The UK economy continued to grow at a very healthy pace during Q2 driven by the 3.2% gain in private sector final domestic demand and July and August data have generally held up well suggesting underlying momentum carried through much of Q3. Further weakness in manufacturing and some recent slowing in services, however, warns of some recent softening in activity.
Outlook
The UK economy looks set to continue growing at a fairly solid pace and growth forecasts for the second half of the year and early 2016 are for around 2.25% quarterly growth. Fundamentals for the consumer remain favourable with household real wages and salaries growing at around 3.5% y/y, consumer confidence well above average and mortgage rates at record lows.
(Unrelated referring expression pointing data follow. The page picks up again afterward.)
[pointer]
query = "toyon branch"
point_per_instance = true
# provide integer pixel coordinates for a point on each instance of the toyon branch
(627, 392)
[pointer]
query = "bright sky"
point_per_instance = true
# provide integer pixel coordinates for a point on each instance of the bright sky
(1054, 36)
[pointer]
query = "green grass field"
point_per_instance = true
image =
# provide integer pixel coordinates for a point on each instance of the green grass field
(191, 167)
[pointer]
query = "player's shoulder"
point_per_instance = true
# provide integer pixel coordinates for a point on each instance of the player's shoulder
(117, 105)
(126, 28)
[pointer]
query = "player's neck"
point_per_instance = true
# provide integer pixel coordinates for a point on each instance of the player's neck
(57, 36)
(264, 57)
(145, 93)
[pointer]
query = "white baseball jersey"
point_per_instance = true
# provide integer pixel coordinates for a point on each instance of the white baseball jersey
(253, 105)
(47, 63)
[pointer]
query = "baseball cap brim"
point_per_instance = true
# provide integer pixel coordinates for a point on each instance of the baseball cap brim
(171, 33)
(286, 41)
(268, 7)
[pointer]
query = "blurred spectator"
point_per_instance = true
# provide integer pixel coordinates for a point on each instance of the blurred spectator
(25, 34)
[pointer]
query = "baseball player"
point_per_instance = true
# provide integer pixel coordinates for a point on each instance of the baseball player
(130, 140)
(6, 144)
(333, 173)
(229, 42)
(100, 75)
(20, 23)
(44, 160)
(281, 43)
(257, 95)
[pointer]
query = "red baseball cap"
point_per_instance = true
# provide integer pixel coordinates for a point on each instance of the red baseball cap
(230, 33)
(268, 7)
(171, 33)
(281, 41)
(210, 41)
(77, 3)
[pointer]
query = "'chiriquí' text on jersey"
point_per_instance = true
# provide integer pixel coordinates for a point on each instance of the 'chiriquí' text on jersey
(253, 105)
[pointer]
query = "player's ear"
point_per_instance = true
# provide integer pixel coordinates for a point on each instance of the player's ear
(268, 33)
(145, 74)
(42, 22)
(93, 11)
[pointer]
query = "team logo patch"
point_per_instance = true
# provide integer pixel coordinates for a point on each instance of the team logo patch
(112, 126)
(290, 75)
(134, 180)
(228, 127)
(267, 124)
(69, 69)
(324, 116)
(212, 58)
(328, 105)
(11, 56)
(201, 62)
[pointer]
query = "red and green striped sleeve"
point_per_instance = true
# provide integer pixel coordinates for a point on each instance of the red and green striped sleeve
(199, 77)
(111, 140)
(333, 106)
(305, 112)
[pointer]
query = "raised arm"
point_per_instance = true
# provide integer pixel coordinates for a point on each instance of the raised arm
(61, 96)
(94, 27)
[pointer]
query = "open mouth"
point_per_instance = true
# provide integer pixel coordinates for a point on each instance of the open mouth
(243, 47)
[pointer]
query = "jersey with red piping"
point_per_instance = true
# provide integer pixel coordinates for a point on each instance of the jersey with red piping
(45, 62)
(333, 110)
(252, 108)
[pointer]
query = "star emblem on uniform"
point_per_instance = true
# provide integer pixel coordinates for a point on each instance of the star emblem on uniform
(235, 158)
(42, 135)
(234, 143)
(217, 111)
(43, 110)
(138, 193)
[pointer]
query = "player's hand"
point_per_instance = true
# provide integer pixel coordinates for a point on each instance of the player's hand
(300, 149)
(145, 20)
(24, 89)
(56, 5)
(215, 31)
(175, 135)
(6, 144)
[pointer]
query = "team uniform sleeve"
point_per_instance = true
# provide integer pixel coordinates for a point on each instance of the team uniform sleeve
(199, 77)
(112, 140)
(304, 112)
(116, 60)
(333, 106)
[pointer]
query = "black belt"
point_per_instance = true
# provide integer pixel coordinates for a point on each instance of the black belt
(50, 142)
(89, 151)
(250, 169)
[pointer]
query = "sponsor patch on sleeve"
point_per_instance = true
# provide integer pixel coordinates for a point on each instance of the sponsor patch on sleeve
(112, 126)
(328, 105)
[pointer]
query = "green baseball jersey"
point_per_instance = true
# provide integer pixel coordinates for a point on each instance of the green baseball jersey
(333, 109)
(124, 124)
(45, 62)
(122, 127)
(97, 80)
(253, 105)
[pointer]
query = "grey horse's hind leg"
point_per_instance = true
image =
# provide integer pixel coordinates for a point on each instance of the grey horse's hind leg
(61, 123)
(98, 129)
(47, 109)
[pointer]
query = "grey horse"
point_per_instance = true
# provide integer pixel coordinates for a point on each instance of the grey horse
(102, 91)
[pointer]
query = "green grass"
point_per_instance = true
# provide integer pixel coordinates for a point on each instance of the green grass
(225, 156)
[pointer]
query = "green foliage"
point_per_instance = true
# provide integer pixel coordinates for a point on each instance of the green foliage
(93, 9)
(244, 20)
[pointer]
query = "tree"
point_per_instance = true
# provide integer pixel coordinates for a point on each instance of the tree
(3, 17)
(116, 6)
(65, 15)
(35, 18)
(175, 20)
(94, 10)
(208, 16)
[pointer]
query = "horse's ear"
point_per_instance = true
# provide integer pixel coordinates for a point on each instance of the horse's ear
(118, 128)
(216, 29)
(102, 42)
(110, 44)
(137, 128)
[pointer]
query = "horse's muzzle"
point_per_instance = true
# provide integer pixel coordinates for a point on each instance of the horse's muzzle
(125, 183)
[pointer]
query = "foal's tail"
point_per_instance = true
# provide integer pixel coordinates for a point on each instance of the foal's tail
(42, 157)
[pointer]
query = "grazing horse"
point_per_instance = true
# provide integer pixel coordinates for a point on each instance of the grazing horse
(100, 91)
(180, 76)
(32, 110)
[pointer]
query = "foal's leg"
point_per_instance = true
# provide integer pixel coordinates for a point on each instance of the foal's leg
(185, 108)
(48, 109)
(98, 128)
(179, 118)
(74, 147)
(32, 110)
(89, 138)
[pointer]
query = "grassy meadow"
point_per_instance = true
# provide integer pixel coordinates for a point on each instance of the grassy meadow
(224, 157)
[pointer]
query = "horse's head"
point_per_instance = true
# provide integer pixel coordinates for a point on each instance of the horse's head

Manufacturing continues to be a concern and growth remains highly services dependent. The latest index of services from the ONS showed growth of 3.1% on a 3m/3m annualised basis but, as noted, the September PMI for services fell sharply. Unless this reverses next month this adds some downside risk to estimates.
Risks and Concerns
The first rate rises in the UK for eight years now seems more likely in the second quarter of next year. The degree to which UK aggregate spending will be affected is guesswork, but Moody’s believe discretionary spending changes will limit the effects on mortgages – it believes only 1% of borrowers would be unable to afford their mortgage payments and meet living expenses if rates were to rise by 1%. “Even if the bank were to raise the base rate by 3%, only 4% more borrowers would face payment problems, a marginal proportion”.
Bank of England policy currently indicates it is prepared to keep rates below 1% in 2016. Should GDP growth be sustained above 2.5%, unemployment fall to 5%, alongside 4% wage growth and 3% unit wage cost growth, this could well provide a dilemma for the BOE given low current inflation.
The key indicator to watch is wage growth, something already exercising the minds of MPC members. Sterling remains overvalued, having jumped 4% on a trade-weighted basis ytd, despite falling 3% from its August high. The IMF recently warned the pound was 5 to 15% overvalued and further strength could hamper the economic recovery.
With an EU referendum likely to be held next year uncertainty will inevitably rise. Renegotiation is the first test. The answer to the UK’s productivity puzzle remains elusive; if you believe the latest data, however, it grew at a 3.6% p.a. rate in Q2.